Recurrent Neural Networks

Recurrent Neural Networks

Author: Larry Medsker

Publisher: CRC Press

Published: 1999-12-20

Total Pages: 414

ISBN-13: 9781420049176

DOWNLOAD EBOOK

With existent uses ranging from motion detection to music synthesis to financial forecasting, recurrent neural networks have generated widespread attention. The tremendous interest in these networks drives Recurrent Neural Networks: Design and Applications, a summary of the design, applications, current research, and challenges of this subfield of artificial neural networks. This overview incorporates every aspect of recurrent neural networks.
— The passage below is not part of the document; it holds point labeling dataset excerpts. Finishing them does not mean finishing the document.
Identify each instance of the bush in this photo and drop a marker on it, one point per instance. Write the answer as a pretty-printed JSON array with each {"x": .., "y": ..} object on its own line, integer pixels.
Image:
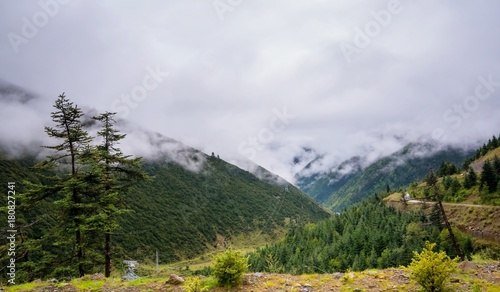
[
  {"x": 229, "y": 268},
  {"x": 432, "y": 269},
  {"x": 194, "y": 284}
]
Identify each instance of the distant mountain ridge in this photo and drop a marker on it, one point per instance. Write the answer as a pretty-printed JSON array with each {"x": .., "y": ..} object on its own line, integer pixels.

It outlines the wide variety of complex learning techniques and associated research projects. Each chapter addresses architectures, from fully connected to partially connected, including recurrent multilayer feedforward. It presents problems involving trajectories, control systems, and robotics, as well as RNN use in chaotic systems. The authors also share their expert knowledge of ideas for alternate designs and advances in theoretical aspects. The dynamical behavior of recurrent neural networks is useful for solving problems in science, engineering, and business. This approach will yield huge advances in the coming years. Recurrent Neural Networks illuminates the opportunities and provides you with a broad view of the current events in this rich field.